Art Review: Woodstock Prints Past & Present
By Raymond J. Steiner
ART TIMES online October 2012
NEARLY 40 SEPARATE works from approximately 30 different artists comprise this show, its range of images and print variations going a long way towards showing just how complex the “print” medium is. Deceptively simple in its usual description as a “print”, the somewhat bluntly stated “print” in fact has a very long history as well as a veritable plethora of manifestations that have grown – and continue to grow — since its very first appearance (some believe in ancient China, where pre-historic “rubbings” “printed” from gravestones are still being discovered today) and on through its still evolving expressions — all of which is readily apparent in this exhibition. Some dozen different “prints” — from wood engravings to intaglios (one described in the mouth-filling description as an example of “etching/relief/digital/hand punching”) are included in this survey, yet lumped together simply as “prints” — give some idea as to how variable the print medium is and, given that the motifs chosen by the artists range from realistic to abstract, one may well wonder how to evaluate a given work when the “apple and orange” conundrum is multiplied ad infinitum. Furthermore, Ron Netsky, curator of the show, has managed to glean a survey that indeed covers Woodstock’s “Past & Present”, including a roster of both deceased and living artists that covers a good many years. It would indeed be an intrepid juror to vote this one or that as “Best in the Show.”! For example, I may prefer Whitman and Pantell’s starkly realistic graphics to Angeloch’s somewhat austerely elegant abstractions — but we are also comparing etchings, linoleum block prints and serigraphs as well as at least one separated generation!
So, how can one critically assess the one as aesthetically “better” than the others? What one can say about the show as a whole is that it is a fine array of artistic talent — from the abstract (Angeloch), through the painterly (Nelson, Segalman) to the realism (Whitman, McGloughlin) — and so on. Had this show been mounted at the height of Social Realism, one might have balked at the lack of political/social message — since it was the print that was thought the medium par excellence of the period (although, at a stretch, one might point out Bellow’s Murder of Edith Cavell as a “social” comment). Paintings were deemed by the Socialists to be for the “elite”, while prints, in their easy duplication and low(er)-cost production, were for the “masses.” I can still recall the wives of Jack Levine (Ruth Gikow) and Ben Shahn (Bernarda Shahn) extolling the making of prints in lieu of painting, since it was an economical way of “educating” the masses. (I still have examples of both Bernarda’s and Ruth’s work in my home.) I also have a large print depicting a vase of sunflowers in my living room, a gift from Françoise Gilot who graciously presented it to me after we spent the greater part of a day at Solo Print in NYC. I watched her going through the various “states” as she urged it towards what she considered its final stage. Ah ha! So, the “print” has not only evolved over time, but does so even within a discreet, individual, single work of art! How many “prints” might I have come home with, had she given me a copy of each state? (I lost count early on as I watched her add this touch of color, that line.) I could have been happy with any one of those “states”, yet the “AP” alongside her signature clearly designates the one on my wall as the one that she preferred. So, does the “AP” (Artist’s Proof) definitively declare it as a “print”?
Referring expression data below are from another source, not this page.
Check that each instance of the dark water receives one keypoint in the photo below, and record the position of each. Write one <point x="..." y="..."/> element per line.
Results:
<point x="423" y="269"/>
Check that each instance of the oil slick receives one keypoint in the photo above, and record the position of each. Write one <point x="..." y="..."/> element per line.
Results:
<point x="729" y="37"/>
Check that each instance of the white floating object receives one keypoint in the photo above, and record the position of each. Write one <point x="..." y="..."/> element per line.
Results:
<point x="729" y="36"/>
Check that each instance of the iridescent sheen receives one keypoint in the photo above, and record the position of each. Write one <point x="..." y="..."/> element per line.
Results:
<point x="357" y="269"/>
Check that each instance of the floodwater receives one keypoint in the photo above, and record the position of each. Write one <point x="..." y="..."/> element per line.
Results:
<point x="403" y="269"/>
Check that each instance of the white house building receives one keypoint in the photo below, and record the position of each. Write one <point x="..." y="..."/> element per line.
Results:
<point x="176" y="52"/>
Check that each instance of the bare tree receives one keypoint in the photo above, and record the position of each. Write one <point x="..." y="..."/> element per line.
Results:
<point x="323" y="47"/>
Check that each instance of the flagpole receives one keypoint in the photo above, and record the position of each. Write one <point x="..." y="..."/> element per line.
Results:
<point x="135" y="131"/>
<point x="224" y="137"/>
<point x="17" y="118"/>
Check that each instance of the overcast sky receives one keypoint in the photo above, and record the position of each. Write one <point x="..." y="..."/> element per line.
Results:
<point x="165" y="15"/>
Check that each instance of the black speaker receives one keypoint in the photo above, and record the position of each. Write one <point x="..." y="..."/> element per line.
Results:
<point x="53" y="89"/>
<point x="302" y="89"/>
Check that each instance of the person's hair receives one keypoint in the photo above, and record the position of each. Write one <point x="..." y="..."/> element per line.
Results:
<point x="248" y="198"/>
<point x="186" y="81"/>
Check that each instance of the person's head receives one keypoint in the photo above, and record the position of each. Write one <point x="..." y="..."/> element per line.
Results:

I assume the technical answer is “absolutely”, and yet… On the other hand, even when an “etching” is an “etching”, when is it a genuine “etching”? Some years ago, I wrote a book about the etchings of the Cologne-based artist, Heinrich J. Jarczyk. An advocate of the “old” school, Jarczyk stoutly declares that an etching can only be a black and white work of art. He decried those etchings he came across in America that were “colored” as abominations, and not deserving of the name “etching”, which he declares, is a black and white art, pure and simple. I do not know what they ought to be called, but I do know that many moderns have added color to their “etchings” in an effort to make them more saleable. In Jarczyk’s opinion, the fact that Americans crave color rather than purity does not mean it is OK to debase an artform. Is there a “right or wrong” opinion when it comes to the making of or evaluating an artform? When is a “Print” not a “Print”? When is it advisable to cut short a “Review” when it is obviously going farther and farther afield? Kudos to Ron Netsky for casting his net widely in curating this thought-provoking show and to the Woodstock School of Art for continuing the Woodstock Art Colony Legend by not only hosting this interesting and informative exhibition but by continuing to carry the torch by providing an ongoing series of world-class exhibitions and classes.